I’ve been playing around with flume-ng
and its
HDFS
sink recently to try to understand how I can stream data
into HDFS
and work with it using Hadoop. The documentation for
flume-ng
is unfortunately lacking, so I’ve typed up some quick notes
on how to configure and test the HDFS
sink.
This document assumes that you have Hadoop installed and running
locally, with flume-ng
version 1.2.0
or above.
In this example, the name of our agent is just agent
. First, let’s
define a channel for agent
named memory-channel
of type memory
.
# Define a memory channel on agent called memory-channel.
agent.channels.memory-channel.type = memory
Next, let’s configure a source for agent
, called tail-source
, which
watches the system.log
file. Let us also assign it to the
memory-channel
.
# Define a source on agent and connect to channel memory-channel.

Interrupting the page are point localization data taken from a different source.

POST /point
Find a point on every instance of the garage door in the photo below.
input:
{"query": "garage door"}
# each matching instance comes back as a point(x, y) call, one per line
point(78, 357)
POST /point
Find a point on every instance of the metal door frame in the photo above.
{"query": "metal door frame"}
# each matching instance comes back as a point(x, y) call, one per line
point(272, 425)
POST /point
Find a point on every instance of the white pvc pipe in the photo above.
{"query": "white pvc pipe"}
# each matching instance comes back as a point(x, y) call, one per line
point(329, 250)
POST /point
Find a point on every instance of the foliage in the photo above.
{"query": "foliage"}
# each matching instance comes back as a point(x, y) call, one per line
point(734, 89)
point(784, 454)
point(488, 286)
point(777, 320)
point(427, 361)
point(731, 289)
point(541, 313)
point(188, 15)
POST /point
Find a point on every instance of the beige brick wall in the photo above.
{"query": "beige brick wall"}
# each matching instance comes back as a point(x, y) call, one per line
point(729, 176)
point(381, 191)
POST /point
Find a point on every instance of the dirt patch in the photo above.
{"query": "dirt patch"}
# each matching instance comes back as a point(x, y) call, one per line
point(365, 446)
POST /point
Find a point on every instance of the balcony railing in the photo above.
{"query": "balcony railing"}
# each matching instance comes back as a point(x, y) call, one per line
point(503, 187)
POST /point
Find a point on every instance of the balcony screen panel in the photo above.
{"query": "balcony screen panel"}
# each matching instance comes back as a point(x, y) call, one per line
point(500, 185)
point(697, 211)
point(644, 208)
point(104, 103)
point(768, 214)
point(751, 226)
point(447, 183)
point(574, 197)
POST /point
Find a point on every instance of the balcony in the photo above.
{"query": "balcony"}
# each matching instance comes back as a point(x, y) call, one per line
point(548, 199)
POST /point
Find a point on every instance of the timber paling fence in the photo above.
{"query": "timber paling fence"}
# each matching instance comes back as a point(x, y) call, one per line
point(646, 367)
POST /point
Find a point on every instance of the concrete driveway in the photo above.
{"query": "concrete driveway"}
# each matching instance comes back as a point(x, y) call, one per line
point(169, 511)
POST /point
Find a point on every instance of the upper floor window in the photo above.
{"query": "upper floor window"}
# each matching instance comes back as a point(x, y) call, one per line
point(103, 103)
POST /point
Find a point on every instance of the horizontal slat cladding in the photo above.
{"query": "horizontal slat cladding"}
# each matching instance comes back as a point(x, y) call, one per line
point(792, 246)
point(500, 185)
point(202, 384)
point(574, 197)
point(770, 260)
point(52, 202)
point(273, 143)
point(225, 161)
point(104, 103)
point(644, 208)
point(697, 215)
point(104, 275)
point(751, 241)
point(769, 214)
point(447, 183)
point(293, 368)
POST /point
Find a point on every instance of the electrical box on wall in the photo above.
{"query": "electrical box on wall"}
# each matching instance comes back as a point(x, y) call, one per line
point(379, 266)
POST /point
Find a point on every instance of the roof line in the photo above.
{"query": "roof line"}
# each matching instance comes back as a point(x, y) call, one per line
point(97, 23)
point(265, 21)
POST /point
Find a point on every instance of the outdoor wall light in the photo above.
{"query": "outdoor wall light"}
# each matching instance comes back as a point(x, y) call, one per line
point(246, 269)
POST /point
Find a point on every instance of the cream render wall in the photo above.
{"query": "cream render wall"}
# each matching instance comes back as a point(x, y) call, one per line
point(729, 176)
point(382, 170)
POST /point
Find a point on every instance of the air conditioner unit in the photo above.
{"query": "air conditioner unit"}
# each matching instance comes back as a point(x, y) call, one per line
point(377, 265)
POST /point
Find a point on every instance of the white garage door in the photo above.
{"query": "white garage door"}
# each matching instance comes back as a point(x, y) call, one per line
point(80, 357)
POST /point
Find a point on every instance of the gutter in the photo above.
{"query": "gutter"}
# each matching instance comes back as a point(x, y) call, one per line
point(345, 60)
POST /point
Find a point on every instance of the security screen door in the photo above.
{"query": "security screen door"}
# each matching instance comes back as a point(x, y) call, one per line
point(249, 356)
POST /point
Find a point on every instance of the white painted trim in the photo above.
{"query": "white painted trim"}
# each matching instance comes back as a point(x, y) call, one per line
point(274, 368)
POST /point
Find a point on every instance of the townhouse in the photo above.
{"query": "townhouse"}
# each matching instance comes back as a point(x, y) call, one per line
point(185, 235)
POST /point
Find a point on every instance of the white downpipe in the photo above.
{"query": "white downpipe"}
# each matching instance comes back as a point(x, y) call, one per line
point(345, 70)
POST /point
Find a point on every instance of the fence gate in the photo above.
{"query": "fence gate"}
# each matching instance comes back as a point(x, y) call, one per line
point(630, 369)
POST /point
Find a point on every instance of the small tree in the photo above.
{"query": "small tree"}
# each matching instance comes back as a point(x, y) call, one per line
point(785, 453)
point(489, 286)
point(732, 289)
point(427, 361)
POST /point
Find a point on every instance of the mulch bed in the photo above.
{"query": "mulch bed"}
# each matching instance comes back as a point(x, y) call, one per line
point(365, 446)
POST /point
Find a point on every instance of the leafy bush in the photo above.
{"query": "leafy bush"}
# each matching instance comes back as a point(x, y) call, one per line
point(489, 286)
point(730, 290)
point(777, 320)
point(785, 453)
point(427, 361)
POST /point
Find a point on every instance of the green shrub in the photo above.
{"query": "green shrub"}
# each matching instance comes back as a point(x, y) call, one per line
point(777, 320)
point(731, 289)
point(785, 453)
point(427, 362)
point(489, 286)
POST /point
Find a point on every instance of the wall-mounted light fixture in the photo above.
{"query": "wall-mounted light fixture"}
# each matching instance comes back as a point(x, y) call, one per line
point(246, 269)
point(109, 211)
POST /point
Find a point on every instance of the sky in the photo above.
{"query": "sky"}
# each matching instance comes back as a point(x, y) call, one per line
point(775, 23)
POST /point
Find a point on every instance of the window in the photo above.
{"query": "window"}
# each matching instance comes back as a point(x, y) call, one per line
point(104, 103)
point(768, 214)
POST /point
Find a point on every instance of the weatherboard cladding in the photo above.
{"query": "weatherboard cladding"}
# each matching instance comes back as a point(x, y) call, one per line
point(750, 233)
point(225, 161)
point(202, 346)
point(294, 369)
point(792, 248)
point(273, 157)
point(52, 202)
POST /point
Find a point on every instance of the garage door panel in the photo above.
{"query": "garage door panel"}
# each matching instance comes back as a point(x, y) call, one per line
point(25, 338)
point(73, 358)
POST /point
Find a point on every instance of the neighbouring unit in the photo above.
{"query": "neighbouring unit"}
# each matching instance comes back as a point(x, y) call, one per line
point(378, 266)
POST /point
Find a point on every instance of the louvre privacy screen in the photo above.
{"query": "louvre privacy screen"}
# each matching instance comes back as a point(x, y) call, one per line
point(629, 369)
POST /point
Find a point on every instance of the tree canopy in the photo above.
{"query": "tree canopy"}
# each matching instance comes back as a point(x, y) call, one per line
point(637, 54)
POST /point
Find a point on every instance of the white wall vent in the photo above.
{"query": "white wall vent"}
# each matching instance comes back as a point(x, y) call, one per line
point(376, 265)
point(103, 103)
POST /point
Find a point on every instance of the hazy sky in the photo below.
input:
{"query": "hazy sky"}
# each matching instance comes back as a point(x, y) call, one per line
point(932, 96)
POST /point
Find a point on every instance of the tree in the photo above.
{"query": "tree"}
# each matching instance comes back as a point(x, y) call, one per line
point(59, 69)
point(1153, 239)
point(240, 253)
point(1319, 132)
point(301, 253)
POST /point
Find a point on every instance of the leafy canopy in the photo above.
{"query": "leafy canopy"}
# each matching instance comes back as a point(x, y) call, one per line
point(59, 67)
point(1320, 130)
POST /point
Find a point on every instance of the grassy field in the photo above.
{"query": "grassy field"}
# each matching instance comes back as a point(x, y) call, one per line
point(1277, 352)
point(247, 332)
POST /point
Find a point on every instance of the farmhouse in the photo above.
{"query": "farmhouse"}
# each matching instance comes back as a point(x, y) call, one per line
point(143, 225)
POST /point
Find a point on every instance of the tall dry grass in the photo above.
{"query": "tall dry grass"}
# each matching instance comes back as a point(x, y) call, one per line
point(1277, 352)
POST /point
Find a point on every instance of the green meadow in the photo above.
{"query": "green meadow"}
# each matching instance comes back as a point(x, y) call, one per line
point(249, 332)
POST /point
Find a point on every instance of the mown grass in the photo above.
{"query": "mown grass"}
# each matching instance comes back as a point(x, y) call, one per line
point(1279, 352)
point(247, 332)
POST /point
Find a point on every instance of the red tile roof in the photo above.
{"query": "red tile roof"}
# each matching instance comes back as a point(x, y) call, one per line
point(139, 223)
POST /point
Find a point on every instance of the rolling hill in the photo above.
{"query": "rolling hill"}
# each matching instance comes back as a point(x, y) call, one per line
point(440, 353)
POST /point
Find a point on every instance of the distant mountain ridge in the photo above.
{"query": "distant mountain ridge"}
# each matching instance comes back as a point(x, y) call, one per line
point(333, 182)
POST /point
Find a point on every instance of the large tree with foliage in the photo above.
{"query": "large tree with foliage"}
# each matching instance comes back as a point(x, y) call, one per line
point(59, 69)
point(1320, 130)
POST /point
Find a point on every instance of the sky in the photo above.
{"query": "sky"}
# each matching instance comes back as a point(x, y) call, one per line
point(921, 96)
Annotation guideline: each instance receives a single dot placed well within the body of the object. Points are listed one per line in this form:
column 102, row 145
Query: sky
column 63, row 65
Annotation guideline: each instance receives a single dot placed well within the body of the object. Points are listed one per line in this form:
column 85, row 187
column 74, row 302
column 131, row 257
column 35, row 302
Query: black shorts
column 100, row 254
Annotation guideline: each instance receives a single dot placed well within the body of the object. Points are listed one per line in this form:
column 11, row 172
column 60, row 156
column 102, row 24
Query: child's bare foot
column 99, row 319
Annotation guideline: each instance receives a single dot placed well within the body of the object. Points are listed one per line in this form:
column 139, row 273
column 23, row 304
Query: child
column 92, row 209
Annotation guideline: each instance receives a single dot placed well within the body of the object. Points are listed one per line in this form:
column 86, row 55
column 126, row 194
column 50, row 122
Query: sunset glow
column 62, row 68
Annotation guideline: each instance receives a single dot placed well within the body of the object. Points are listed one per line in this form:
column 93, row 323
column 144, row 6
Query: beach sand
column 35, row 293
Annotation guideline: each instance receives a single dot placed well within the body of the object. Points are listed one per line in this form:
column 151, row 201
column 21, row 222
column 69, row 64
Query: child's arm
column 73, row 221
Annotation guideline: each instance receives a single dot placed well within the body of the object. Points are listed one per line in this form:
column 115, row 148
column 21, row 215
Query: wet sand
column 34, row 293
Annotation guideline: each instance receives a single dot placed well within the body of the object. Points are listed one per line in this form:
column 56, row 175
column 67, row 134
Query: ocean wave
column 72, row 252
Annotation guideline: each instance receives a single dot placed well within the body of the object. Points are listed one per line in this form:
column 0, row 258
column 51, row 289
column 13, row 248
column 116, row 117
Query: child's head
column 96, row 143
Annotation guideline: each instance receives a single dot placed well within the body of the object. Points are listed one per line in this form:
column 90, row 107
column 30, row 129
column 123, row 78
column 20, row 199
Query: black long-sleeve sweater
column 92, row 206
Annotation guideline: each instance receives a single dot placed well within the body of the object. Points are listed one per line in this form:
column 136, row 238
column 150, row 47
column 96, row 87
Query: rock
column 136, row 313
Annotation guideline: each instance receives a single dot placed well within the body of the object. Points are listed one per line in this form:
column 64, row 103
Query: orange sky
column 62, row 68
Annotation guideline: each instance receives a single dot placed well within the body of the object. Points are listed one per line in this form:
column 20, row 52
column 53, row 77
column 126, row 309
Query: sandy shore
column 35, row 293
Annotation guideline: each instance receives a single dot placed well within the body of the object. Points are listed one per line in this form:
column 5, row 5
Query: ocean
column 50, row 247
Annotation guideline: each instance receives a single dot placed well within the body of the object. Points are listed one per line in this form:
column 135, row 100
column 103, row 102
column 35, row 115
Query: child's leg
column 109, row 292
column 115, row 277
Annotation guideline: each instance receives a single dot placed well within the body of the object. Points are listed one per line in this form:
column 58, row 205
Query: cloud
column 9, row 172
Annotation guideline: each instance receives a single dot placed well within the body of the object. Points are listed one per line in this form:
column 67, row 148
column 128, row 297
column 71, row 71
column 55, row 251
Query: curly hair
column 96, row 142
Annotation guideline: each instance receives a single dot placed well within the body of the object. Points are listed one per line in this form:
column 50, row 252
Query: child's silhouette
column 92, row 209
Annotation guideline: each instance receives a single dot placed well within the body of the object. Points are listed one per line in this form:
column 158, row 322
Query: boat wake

agent.sources.tail-source.type = exec
agent.sources.tail-source.command = tail -F /var/log/system.log
agent.sources.tail-source.channels = memory-channel
Now, configure two sinks: logger and HDFS
. Then, we specify the path
to the name node for HDFS
, pointing to the output path of where we
want the files stored.
# Define a sink that outputs to logger.
agent.sinks.log-sink.channel = memory-channel
agent.sinks.log-sink.type = logger
# Define a sink that outputs to hdfs.
agent.sinks.hdfs-sink.channel = memory-channel
agent.sinks.hdfs-sink.type = hdfs
agent.sinks.hdfs-sink.hdfs.path = hdfs://localhost:54310/tmp/system.log/
agent.sinks.hdfs-sink.hdfs.fileType = DataStream
Then, we configure the agent’s channels, sources and sinks.
# Finally, activate.
agent.channels = memory-channel
agent.sources = tail-source
agent.sinks = log-sink hdfs-sink
Finally, let’s start the flume agent, logging all output to the console,
and starting agent agent
.
# Run flume-ng, with log messages to the console.
$ bin/flume-ng agent --conf ./conf/ -f conf/flume.conf \
-Dflume.root.logger=DEBUG,console -n agent
Finally, you should see output like this as data is written to the filesystem.
2013-06-18 14:00:49,784 (hdfs-hdfs-sink-call-runner-0) [INFO - org.apache.flume.sink.hdfs.BucketWriter.doOpen(BucketWriter.java:189)] Creating hdfs://localhost:54310/tmp/system.log//FlumeData.1371589249458.tmp
Success!